By Steve Gorman
LOS ANGELES (Reuters) - Numerous lapses in safety measures, judgment and planning by Plains All American Pipeline LP led to and worsened a major oil spill last year that fouled miles of shoreline and ocean near Santa Barbara, California, the U.S. Transportation Department said on Thursday.
The agency said it would focus next on "enforcement options" against the Houston-based company for the rupture of an underground petroleum pipeline that federal inspectors have found was severely worn by corrosion.
In their final report on the spill, federal investigators concluded that Plains "failed on multiple levels to prevent, detect and respond to this incident," said Marie Therese Dominguez, head of the Transportation Department's Pipeline and Hazardous Materials Safety Administration.
While the immediate cause of the rupture was external decay, the company was at fault for failing to protect the pipeline from corrosion beforehand and to promptly detect and respond to the spill once it occurred, the agency said in a statement.
The report came two days after Plains was indicted in California on 46 state criminal charges stemming from the spill, which environmental groups seized on to warn of hazards posed by an aging U.S. oil and gas industry infrastructure.
By the company's own estimate, as much as 3,400 barrels of crude gushed onto the shore and into the Pacific Ocean when the company's 24-inch Line 901 burst along a coastal highway about 20 miles (32 km) west of Santa Barbara on May 19, 2015.
The spill, linked to the deaths of hundreds of sea birds and marine mammals, forced closure of two state beaches and left slicks that stretched over 9 miles of the ocean.
It ranks as the largest spill to hit the ecologically sensitive but energy-rich coastline northwest of Los Angeles since 1969's 100,000-barrel blowout in the Santa Barbara Channel.
The severity of the 2015 spill was compounded by flawed response planning that overlooked the presence of a roadside culvert beside the pipeline that acted as a channel for escaping crude to flow easily to the sea, the federal report said.
An internal pipeline inspection conducted two weeks before the accident revealed far less corrosion than actually existed, the report said, citing shortcomings in both the inspection tool and the company's analysis of its data.

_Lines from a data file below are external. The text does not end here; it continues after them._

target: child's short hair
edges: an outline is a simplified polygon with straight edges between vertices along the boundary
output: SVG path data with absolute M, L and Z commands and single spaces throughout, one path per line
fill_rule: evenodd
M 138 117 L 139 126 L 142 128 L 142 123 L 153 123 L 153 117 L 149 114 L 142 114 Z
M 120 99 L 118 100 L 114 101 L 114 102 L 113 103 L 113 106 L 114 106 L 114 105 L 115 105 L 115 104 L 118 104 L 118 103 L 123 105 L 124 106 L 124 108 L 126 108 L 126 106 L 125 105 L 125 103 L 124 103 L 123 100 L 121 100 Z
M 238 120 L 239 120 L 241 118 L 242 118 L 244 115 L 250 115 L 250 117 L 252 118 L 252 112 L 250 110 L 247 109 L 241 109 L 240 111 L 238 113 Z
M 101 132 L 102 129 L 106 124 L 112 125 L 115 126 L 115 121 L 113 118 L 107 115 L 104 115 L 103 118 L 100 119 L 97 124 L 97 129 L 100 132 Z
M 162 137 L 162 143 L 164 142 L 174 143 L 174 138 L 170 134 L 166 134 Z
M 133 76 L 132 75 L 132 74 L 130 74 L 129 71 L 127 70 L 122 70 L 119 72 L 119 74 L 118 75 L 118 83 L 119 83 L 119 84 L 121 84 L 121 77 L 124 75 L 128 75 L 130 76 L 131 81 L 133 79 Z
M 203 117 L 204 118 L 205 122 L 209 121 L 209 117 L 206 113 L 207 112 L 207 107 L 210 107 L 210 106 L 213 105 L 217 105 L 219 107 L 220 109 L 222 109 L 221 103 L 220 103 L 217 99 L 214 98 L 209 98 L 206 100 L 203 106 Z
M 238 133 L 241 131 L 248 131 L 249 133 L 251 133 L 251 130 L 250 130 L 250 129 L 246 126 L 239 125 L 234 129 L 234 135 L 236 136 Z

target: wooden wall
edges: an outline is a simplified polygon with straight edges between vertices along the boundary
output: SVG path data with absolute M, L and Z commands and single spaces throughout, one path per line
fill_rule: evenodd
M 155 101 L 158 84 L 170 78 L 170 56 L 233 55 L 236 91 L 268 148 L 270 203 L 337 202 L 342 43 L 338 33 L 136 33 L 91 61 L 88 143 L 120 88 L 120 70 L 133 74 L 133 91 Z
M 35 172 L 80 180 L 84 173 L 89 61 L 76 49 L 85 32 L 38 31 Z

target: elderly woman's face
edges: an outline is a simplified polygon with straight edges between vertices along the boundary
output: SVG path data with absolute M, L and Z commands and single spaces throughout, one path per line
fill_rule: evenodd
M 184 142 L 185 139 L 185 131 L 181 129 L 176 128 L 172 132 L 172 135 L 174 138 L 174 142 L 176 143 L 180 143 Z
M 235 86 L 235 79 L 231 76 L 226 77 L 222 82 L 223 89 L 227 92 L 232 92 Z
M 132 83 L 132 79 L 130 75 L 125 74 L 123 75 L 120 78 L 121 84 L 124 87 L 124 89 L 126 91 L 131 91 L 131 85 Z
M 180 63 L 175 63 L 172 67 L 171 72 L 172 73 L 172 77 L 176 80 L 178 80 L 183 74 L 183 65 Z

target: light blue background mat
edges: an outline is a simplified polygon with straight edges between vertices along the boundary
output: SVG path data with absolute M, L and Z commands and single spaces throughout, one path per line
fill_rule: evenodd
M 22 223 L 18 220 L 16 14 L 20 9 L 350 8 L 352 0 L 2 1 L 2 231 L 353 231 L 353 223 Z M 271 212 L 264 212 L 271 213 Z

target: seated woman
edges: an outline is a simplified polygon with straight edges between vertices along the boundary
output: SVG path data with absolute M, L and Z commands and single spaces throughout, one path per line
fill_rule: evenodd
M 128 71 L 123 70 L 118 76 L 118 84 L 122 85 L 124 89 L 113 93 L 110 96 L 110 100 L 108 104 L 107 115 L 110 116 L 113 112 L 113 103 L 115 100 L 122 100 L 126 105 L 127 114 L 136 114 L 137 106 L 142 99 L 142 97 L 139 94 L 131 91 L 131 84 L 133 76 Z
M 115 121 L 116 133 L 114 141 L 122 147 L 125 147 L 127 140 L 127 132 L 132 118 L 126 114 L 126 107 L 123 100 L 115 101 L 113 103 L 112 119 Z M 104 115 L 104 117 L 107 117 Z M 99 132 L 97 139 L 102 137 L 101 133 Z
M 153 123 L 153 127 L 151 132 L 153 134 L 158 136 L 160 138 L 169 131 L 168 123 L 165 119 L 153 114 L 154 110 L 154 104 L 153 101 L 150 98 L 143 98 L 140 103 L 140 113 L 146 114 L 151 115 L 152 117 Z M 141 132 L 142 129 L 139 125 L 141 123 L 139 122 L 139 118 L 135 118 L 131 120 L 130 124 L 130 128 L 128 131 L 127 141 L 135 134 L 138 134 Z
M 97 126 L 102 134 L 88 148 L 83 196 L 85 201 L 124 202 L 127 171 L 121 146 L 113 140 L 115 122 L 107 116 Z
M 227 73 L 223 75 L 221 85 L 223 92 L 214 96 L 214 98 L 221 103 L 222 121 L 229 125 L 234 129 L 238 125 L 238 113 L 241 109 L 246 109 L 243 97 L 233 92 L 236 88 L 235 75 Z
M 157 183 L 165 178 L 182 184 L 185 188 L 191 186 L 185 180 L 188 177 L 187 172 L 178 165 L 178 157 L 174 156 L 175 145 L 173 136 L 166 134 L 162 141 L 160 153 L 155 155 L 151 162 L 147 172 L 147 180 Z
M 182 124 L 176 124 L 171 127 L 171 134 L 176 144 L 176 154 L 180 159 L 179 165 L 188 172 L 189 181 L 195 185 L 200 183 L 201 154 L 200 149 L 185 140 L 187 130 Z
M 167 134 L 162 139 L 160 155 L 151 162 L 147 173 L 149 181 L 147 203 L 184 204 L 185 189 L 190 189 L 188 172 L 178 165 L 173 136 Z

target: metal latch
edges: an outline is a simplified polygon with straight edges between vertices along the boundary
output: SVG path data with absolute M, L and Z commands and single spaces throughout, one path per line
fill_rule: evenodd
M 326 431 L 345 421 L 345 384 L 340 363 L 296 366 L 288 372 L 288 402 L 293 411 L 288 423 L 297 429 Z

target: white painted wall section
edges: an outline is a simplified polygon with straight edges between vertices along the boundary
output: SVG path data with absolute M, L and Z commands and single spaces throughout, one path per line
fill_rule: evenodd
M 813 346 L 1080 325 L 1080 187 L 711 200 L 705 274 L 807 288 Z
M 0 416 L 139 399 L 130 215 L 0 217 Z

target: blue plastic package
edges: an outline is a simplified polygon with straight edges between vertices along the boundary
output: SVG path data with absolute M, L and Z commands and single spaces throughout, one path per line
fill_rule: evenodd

Plains said it was reviewing the report but declined to comment on its findings.
Line 901 typically carried about 1,200 barrels of oil an hour from an Exxon Mobile processing plant to a longer pipeline 10 miles away, Line 903, which transported the oil on to gathering facilities and refineries inland.
Both lines have since been shut down, forcing Exxon and two other companies to idle a total of seven offshore platforms that account for roughly 38,000 barrels of oil a day, Santa Barbara County officials say.